The Hatfields and McCoys. Mere mention of their names stirs up visions of a lawless family feud. It evokes gun-toting vigilantes hell-bent on defending their kinfolk, igniting bitter grudges that would span generations. Yet many people familiar with these surnames may know little about the faded history of these two families and the legends they inspired. Who were the Hatfields and McCoys, and what was the source of this vicious and violent clash between the families?

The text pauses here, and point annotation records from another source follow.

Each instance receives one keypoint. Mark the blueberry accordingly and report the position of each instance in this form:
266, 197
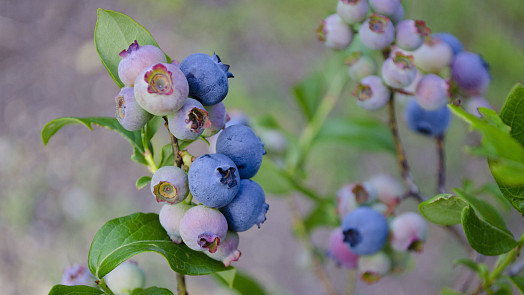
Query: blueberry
203, 228
207, 77
78, 274
169, 184
161, 89
213, 180
365, 230
335, 33
227, 251
429, 123
170, 217
372, 268
240, 143
432, 92
190, 121
371, 93
471, 73
399, 71
137, 58
352, 11
410, 34
360, 66
339, 251
247, 208
451, 40
409, 231
377, 32
433, 55
125, 278
130, 115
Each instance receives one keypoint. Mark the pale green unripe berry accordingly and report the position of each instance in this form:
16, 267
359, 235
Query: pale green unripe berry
125, 278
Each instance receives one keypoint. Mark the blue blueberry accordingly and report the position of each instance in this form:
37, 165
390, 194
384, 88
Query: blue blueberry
430, 123
240, 143
213, 180
365, 230
248, 208
207, 77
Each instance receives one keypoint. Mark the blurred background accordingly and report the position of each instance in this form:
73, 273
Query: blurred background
53, 199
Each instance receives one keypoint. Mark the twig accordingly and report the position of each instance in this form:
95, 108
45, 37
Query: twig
177, 159
441, 183
303, 237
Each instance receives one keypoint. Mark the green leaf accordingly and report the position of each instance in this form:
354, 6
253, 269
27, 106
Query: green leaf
142, 182
485, 210
364, 133
444, 209
114, 32
272, 179
324, 214
308, 94
483, 237
243, 284
519, 282
151, 291
512, 112
74, 290
122, 238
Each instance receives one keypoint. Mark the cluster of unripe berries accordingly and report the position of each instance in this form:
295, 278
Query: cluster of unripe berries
223, 199
372, 238
432, 68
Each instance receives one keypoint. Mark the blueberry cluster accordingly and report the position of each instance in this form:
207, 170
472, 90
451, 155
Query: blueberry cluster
373, 238
430, 69
213, 198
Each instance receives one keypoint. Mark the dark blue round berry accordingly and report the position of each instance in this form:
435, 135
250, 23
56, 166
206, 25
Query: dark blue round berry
213, 180
430, 123
247, 208
207, 77
240, 143
365, 230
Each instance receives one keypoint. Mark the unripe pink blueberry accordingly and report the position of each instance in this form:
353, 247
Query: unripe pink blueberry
161, 89
169, 184
371, 93
125, 278
474, 103
351, 195
360, 66
227, 251
399, 71
218, 117
410, 34
170, 217
135, 59
432, 92
339, 251
203, 228
377, 32
189, 122
409, 231
384, 7
389, 189
352, 11
470, 72
130, 115
334, 33
433, 55
373, 267
78, 274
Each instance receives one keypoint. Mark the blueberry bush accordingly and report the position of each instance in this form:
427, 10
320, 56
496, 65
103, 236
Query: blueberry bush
393, 63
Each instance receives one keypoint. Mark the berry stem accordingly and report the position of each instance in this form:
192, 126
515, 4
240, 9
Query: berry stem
177, 159
441, 183
401, 154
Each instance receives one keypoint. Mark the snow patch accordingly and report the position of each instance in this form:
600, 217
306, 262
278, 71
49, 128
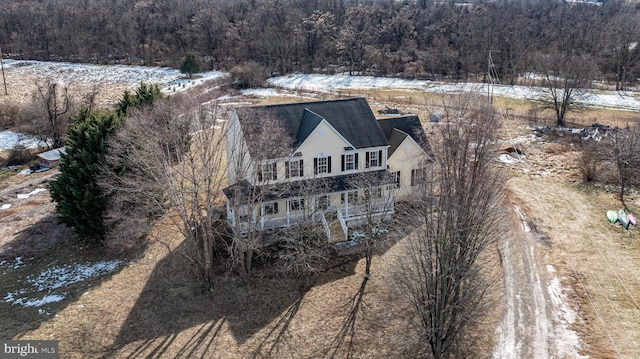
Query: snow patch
331, 83
54, 278
34, 192
10, 139
567, 340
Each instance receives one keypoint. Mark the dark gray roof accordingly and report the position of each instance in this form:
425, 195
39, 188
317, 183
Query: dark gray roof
352, 118
395, 139
397, 128
313, 186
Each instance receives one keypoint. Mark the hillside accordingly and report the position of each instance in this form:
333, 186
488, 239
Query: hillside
570, 282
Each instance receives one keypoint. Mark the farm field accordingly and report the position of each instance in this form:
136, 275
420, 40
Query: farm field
571, 283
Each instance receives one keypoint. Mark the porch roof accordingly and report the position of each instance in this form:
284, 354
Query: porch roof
242, 192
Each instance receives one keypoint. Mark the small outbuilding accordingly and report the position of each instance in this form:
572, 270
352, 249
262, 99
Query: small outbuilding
51, 158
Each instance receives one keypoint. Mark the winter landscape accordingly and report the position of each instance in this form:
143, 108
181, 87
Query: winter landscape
559, 278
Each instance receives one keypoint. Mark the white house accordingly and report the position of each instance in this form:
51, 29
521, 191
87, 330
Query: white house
336, 167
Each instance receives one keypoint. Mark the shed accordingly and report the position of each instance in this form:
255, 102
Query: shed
51, 158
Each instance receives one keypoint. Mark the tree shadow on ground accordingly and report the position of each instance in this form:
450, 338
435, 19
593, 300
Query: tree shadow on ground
44, 270
171, 303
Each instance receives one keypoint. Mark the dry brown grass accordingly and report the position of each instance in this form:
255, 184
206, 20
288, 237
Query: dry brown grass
597, 259
152, 307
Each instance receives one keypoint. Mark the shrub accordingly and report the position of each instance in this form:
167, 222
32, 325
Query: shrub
589, 162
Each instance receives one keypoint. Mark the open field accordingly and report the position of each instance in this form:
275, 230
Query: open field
585, 275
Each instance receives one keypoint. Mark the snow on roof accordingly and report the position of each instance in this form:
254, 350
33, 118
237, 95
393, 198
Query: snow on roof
53, 155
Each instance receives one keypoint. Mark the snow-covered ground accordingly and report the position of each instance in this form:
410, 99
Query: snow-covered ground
330, 83
43, 288
168, 79
9, 139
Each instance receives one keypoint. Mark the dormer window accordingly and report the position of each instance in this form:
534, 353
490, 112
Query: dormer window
322, 165
373, 158
349, 161
267, 172
294, 168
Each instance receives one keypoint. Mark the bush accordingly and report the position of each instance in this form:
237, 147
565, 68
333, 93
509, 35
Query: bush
589, 162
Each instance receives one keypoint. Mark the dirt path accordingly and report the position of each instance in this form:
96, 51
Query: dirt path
535, 317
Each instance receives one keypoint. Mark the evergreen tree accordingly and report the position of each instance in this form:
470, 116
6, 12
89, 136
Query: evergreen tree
80, 201
190, 65
78, 198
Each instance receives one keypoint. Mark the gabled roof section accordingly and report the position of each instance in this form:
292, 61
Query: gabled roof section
352, 118
395, 139
310, 121
397, 128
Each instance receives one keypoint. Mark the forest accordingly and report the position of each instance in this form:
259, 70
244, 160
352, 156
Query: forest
419, 39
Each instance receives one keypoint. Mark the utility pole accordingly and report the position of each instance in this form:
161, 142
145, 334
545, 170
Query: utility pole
489, 78
4, 80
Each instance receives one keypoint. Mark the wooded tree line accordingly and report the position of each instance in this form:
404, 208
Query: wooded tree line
421, 39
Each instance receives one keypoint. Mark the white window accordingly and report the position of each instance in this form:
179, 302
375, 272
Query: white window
418, 176
322, 202
296, 204
351, 196
374, 159
294, 168
349, 161
271, 208
268, 172
395, 177
373, 193
322, 165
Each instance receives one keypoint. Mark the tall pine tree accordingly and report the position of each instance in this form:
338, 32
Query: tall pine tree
79, 199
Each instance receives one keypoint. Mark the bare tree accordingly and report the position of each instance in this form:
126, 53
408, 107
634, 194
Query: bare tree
180, 169
55, 106
564, 77
256, 140
625, 148
457, 214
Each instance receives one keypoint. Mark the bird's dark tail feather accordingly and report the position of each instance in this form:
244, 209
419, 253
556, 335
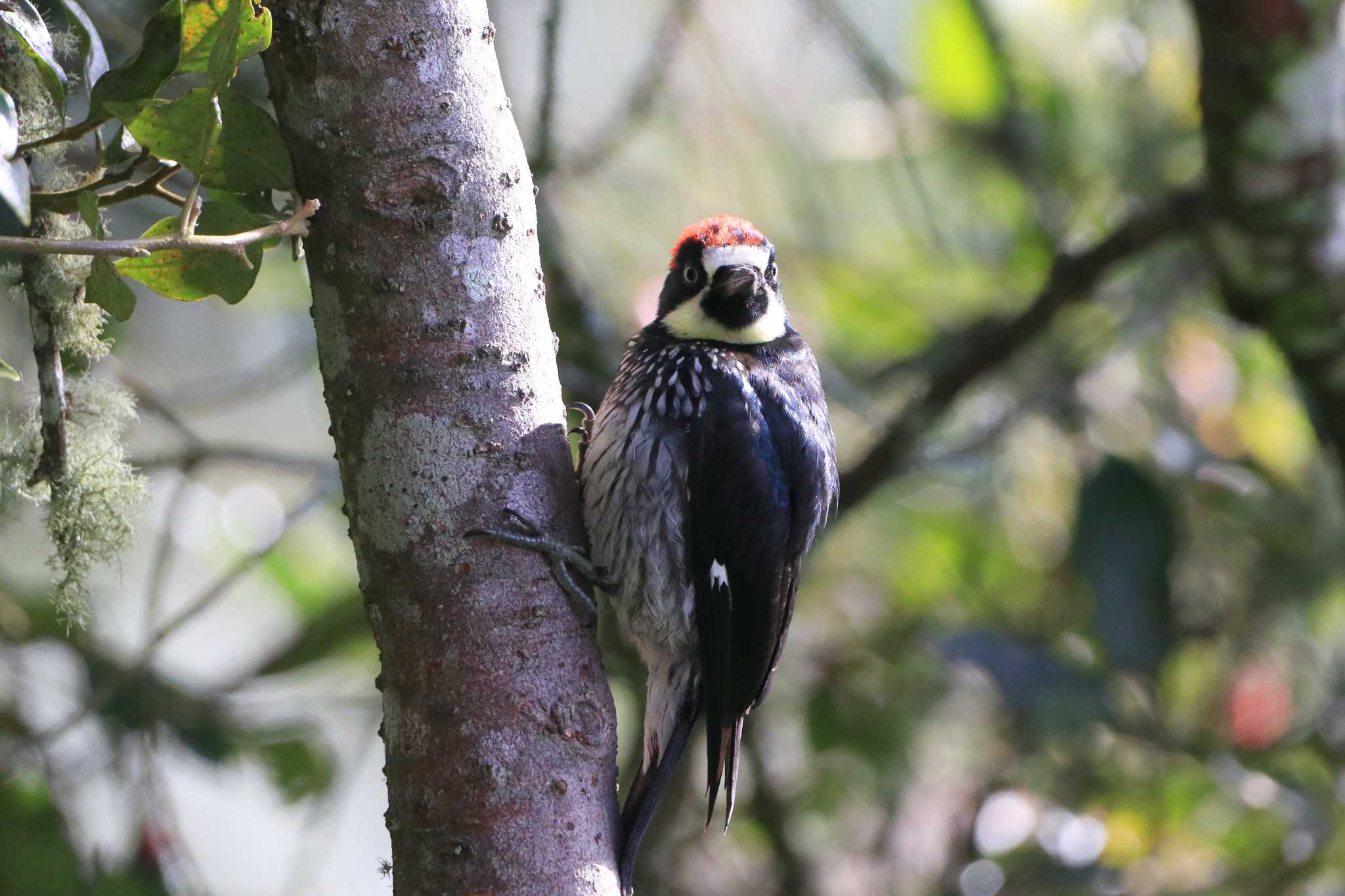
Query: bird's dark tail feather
646, 789
722, 765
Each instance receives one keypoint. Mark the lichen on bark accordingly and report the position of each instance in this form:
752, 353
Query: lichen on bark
439, 370
64, 456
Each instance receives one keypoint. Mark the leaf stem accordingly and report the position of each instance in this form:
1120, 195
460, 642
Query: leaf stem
294, 226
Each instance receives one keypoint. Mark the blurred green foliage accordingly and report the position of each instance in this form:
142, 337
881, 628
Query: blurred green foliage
1090, 641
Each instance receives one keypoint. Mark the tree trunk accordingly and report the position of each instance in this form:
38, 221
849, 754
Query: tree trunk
439, 368
1270, 101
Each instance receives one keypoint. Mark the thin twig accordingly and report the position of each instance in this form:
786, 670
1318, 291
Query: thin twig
208, 453
110, 685
979, 349
294, 226
639, 102
46, 350
889, 88
68, 200
73, 132
545, 155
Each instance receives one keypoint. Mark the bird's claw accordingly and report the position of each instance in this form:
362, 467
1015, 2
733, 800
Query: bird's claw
560, 555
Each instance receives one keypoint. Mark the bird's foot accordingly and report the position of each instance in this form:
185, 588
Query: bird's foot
564, 558
585, 426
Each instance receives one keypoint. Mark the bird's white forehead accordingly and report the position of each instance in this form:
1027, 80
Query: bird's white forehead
717, 257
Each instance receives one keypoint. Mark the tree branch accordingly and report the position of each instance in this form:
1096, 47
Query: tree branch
46, 350
544, 155
639, 102
439, 371
73, 132
1269, 89
979, 349
68, 200
214, 453
294, 226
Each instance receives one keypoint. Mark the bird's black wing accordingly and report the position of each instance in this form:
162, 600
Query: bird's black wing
739, 557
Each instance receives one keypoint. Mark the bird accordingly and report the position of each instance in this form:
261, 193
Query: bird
707, 475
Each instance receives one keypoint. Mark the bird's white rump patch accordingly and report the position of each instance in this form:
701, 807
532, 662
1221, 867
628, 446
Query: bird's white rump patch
718, 575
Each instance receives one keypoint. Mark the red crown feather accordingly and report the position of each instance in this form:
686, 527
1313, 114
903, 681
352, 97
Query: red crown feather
720, 230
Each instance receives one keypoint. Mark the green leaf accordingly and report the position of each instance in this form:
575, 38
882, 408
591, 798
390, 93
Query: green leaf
204, 23
1125, 540
104, 286
137, 81
298, 767
250, 155
108, 291
32, 32
956, 62
91, 45
88, 206
222, 66
188, 276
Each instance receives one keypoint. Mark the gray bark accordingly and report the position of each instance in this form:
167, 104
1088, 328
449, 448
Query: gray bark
439, 368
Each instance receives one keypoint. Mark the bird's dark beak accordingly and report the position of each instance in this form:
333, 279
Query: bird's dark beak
738, 281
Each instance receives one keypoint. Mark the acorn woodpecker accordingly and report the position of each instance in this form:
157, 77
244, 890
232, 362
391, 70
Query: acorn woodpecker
707, 473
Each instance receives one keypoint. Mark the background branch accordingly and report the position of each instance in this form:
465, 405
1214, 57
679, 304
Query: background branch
959, 359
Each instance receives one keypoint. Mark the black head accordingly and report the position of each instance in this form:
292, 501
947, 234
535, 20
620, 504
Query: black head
722, 285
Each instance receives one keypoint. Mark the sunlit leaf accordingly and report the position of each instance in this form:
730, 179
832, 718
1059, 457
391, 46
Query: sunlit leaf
1125, 539
222, 65
9, 125
202, 24
32, 32
194, 274
91, 45
957, 69
249, 156
14, 172
121, 148
137, 81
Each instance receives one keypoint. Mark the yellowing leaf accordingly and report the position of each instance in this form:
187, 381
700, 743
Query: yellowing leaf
249, 156
1277, 433
957, 70
192, 274
205, 20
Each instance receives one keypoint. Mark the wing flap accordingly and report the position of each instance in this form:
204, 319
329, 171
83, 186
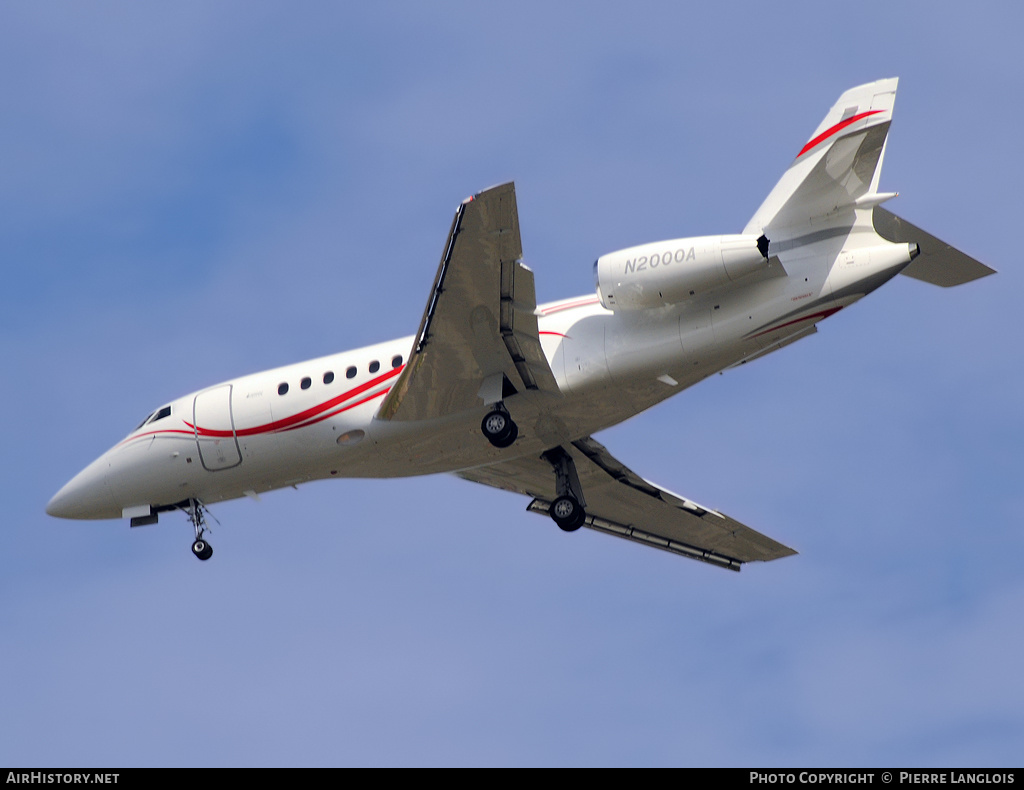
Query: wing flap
622, 503
479, 322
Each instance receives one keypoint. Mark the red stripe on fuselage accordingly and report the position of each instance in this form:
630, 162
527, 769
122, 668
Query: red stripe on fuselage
838, 127
569, 304
304, 417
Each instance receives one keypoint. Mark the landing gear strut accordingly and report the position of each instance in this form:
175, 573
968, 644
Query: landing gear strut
499, 427
196, 511
567, 510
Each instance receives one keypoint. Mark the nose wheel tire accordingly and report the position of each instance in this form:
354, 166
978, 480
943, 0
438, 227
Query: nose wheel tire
499, 428
567, 513
202, 549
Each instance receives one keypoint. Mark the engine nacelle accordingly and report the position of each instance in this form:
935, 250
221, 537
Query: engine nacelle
668, 273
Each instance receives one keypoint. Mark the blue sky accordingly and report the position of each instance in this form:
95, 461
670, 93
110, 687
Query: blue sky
192, 195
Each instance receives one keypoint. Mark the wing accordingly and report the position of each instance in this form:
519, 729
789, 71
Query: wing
938, 262
478, 337
622, 503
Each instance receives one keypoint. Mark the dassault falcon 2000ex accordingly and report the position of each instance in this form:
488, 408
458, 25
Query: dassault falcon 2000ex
499, 390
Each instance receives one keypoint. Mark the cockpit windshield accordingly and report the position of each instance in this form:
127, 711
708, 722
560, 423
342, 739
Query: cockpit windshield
157, 415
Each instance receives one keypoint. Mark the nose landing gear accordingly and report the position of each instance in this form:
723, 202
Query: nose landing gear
202, 549
197, 511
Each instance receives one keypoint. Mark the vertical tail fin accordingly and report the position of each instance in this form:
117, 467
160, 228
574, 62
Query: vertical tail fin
838, 169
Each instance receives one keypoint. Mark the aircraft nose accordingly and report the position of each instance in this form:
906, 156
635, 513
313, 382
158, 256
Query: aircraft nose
85, 496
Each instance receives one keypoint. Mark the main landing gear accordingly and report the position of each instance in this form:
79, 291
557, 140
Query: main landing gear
567, 509
196, 511
499, 427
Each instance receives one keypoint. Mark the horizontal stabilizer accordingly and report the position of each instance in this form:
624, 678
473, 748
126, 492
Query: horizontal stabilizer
938, 263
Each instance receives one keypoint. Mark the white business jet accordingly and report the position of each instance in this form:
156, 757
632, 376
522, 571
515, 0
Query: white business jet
499, 390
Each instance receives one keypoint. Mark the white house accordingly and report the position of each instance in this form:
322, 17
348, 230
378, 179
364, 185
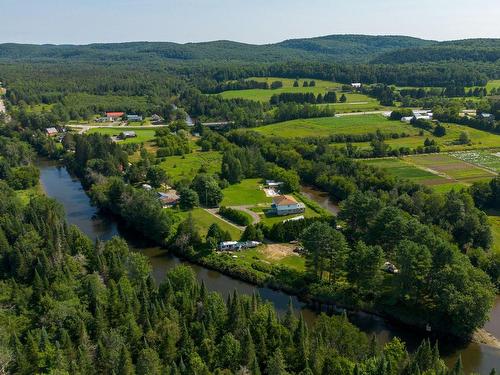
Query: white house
114, 116
51, 132
127, 134
134, 118
286, 205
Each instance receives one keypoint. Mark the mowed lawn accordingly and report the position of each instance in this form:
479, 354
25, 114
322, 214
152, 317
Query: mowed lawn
187, 166
247, 192
143, 135
326, 126
204, 219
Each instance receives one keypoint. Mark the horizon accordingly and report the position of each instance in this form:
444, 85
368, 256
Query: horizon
77, 22
247, 43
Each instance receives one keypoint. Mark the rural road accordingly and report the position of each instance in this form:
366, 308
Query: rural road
84, 128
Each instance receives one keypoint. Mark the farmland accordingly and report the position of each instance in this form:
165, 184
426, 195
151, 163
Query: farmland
483, 158
186, 167
247, 192
364, 124
355, 101
442, 172
143, 135
321, 127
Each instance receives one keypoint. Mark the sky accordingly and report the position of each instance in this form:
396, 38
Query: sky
250, 21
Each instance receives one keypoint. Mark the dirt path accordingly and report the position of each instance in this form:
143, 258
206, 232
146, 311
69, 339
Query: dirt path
213, 212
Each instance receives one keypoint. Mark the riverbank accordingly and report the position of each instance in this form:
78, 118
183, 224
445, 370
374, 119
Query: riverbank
58, 184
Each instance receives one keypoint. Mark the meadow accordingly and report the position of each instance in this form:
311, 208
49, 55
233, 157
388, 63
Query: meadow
441, 172
247, 192
204, 219
325, 126
364, 124
186, 167
143, 135
355, 101
489, 159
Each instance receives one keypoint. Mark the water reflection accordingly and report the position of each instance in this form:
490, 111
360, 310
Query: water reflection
68, 191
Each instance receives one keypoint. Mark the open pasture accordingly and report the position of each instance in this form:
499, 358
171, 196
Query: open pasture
186, 167
450, 167
247, 192
483, 158
325, 126
143, 135
354, 100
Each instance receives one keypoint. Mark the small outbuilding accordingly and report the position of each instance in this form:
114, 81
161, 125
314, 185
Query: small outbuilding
51, 132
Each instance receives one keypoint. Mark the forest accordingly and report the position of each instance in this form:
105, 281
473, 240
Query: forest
68, 305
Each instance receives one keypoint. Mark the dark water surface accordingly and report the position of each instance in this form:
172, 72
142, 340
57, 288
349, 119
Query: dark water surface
68, 191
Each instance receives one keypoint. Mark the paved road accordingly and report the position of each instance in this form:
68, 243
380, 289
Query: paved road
82, 128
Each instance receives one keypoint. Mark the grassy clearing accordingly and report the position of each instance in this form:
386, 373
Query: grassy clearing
204, 219
187, 166
247, 192
281, 254
264, 96
26, 195
401, 169
143, 135
447, 165
441, 172
487, 159
325, 126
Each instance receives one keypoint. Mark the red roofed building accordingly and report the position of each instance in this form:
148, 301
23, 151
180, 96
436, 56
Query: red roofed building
113, 116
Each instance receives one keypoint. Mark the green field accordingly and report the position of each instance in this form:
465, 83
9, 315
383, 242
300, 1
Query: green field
247, 192
441, 172
143, 135
355, 102
325, 126
187, 166
263, 254
398, 167
364, 124
204, 219
488, 159
264, 96
450, 167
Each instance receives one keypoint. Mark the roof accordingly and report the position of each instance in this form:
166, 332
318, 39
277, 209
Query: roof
284, 200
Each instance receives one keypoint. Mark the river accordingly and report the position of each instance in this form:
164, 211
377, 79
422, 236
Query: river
58, 184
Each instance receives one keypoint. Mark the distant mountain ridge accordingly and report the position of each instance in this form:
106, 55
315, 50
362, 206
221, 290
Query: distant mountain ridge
331, 48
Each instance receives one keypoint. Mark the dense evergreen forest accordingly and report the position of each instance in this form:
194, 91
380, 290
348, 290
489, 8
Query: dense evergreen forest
68, 305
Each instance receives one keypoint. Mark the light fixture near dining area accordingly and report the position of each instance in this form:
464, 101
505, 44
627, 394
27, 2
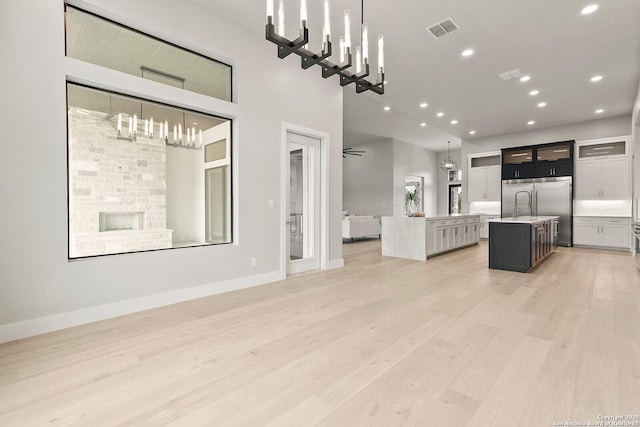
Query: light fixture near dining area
448, 164
299, 46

During the most heated years of the feud, each family was ruled by a well-known patriarch. William Anderson Hatfield, known as “Devil Anse,” had the appearance of a backwoods, rough-hewn mountain dweller. By the 1870s Devil Anse was an increasingly successful timber merchant who employed dozens of men, including some McCoys. On the other side of the feud stood Randolph “Old Ranel” McCoy. Though not as prosperous as Devil Anse, Randolph owned some land and livestock. Both families lived along the Tug Fork of the Big Sandy River, which snaked along the boundary between Kentucky and West Virginia, and both families had complex kinship and social networks. Family loyalty was often determined not only by blood but by employment and proximity.

The families even intermarried and sometimes switched family loyalties, even once the feud had started.
The first event in the decades-long feud was the 1865 murder of Randolph’s brother, Asa Harmon McCoy, by the Logan Wildcats, a local militia group that counted Devil Anse and other Hatfields among its members. Many people—even members of his own family—regarded Asa Harmon, who had served in the Union Army during the American Civil War, as a traitor. While some have surmised that his murder set the stage for the feud, most historians now see this incident as a standalone event.